/MC-3C_scripts

Scripts used to process and analyse the data in the MC-3C paper

Primary LanguageR

# Cwalk analysis pipeline README

Author: Filipe Tavares-Cadete

## Introduction

The pipeline to analyse the Dekker lab Cwalk data consists of several steps:
	1) Processing of raw PacBio data into fastq files;
	2) Processing of fastq files to separate into interaction fragments;
	3) Mapping of interaction fragments;
	4) Assembly of alignments into walks;
	5) Preparing data frames with detailed walk information;
	6) Preparing walk permutations;
	7) Scripts for plotting.

## Step requirements

All steps can be achieved on a Unix environment on a normal workstation, unless specifically noted.

### 1) Processing of raw PacBio data into fastq files;

This step requires the SMRT Analysis software by Pacific Biosystems running on a Unix environment.

## 2) Processing of fastq files to separate into interaction fragments;

This step uses the 'digest_roi.py' script and requires Python 2.7 with the Bio package installed.
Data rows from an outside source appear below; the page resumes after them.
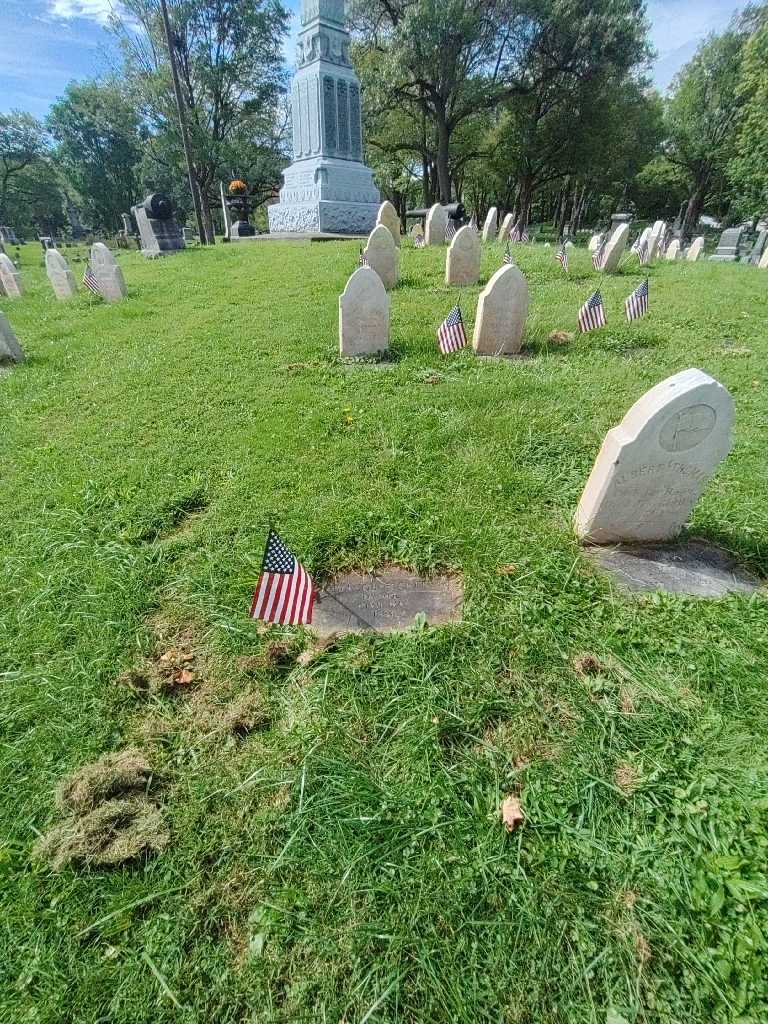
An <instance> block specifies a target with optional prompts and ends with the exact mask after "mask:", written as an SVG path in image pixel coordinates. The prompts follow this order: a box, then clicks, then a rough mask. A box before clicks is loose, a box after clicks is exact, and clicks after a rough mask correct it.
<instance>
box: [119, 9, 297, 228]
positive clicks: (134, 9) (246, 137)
mask: <svg viewBox="0 0 768 1024" xmlns="http://www.w3.org/2000/svg"><path fill="white" fill-rule="evenodd" d="M122 7H123V8H124V9H125V11H126V12H127V13H126V19H125V20H120V19H118V20H117V22H116V23H115V29H116V32H117V33H118V35H119V37H120V40H121V43H122V46H123V50H124V54H125V67H126V73H127V76H128V80H129V82H130V84H131V86H132V88H133V90H134V93H135V95H136V98H137V100H138V102H139V103H140V105H141V109H142V112H143V114H144V116H145V117H146V119H147V122H148V123H150V124H151V126H152V129H153V138H151V140H150V147H151V150H152V151H153V155H154V157H155V159H156V160H157V161H158V162H159V163H160V164H161V165H162V164H168V163H169V162H171V163H172V164H173V167H174V169H175V172H176V173H178V174H181V173H182V171H181V167H182V166H183V161H182V151H181V139H180V132H179V127H178V120H177V117H176V113H175V108H174V99H173V90H172V85H171V76H170V69H169V65H168V60H167V58H166V52H167V51H166V49H165V42H164V37H163V30H162V22H161V17H160V4H159V2H158V0H123V3H122ZM168 7H169V14H170V20H171V28H172V35H173V44H174V52H175V56H176V61H177V65H178V71H179V76H180V80H181V89H182V93H183V98H184V103H185V106H186V112H187V117H188V127H189V136H190V144H191V154H193V165H194V166H193V174H194V177H195V180H196V181H197V184H198V188H199V190H200V195H201V197H202V199H203V208H204V218H205V222H206V223H205V226H206V233H207V236H208V241H209V242H213V241H214V238H213V223H212V219H211V208H215V207H216V206H217V203H218V180H219V179H220V178H221V177H227V176H229V175H230V174H232V173H238V175H239V176H241V177H245V178H246V179H247V180H248V182H249V184H250V185H252V186H253V187H255V188H256V189H257V190H259V189H260V194H261V195H263V196H267V195H270V194H271V191H272V190H273V188H274V187H275V185H276V183H278V182H279V180H280V177H279V164H280V154H281V152H282V144H283V140H284V136H285V129H286V118H285V111H284V105H283V103H282V97H283V93H284V92H285V79H286V70H285V67H284V63H283V54H282V44H283V39H284V37H285V35H286V32H287V29H288V13H287V11H286V9H285V7H284V6H283V5H282V4H281V3H280V0H172V2H170V3H169V4H168ZM136 27H138V28H136ZM156 140H157V141H156ZM168 170H170V168H168Z"/></svg>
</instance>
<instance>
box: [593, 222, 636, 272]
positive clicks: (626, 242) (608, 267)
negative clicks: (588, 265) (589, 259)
mask: <svg viewBox="0 0 768 1024" xmlns="http://www.w3.org/2000/svg"><path fill="white" fill-rule="evenodd" d="M629 237H630V225H629V224H620V225H618V227H616V228H615V229H614V231H613V233H612V234H611V237H610V238H609V239H608V243H607V245H606V246H605V252H604V253H603V259H602V263H601V264H600V269H601V270H602V272H603V273H615V271H616V268H617V267H618V261H620V260H621V258H622V256H624V252H625V249H626V248H627V240H628V239H629Z"/></svg>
## 3) Mapping of interaction fragments

This step requires bwa-mem version 0.7.12 and samtools version 1.3 installed. Exact parameters are found on 'launch_bwa_mem.sh'. For faster run-time, a machine with a large number of cores (32 or above) and large memory (32Gb or above) is recommended.

## Assembly of alignments into walks

This step is done with the 'reduce_frag_mappings.R' script, running R 3.5.0 or later, with the BioConductor GenomicRanges package installed.

## 5) Preparing data frames with detailed walk information

This step is done with the 'interactions_to_usable_frame_stricter.R' and 'interactions_to_usable_frame_keep_NAs.R' scripts. They require R 3.5.0 or later, with the GenomicRanges, rtracklayer, and tidyverse packages installed.

## 6) Preparing walk permutations

This step is done through the 'launch_permutations.sh' script. For faster results the use of a machine with 32 cores and 64Gb of RAM is recommended.

## 7) Scripts for plotting

Plotting was done in R, version 3.5.0 or later, with the tidyverse, cowplot and gridExtra packaged installed.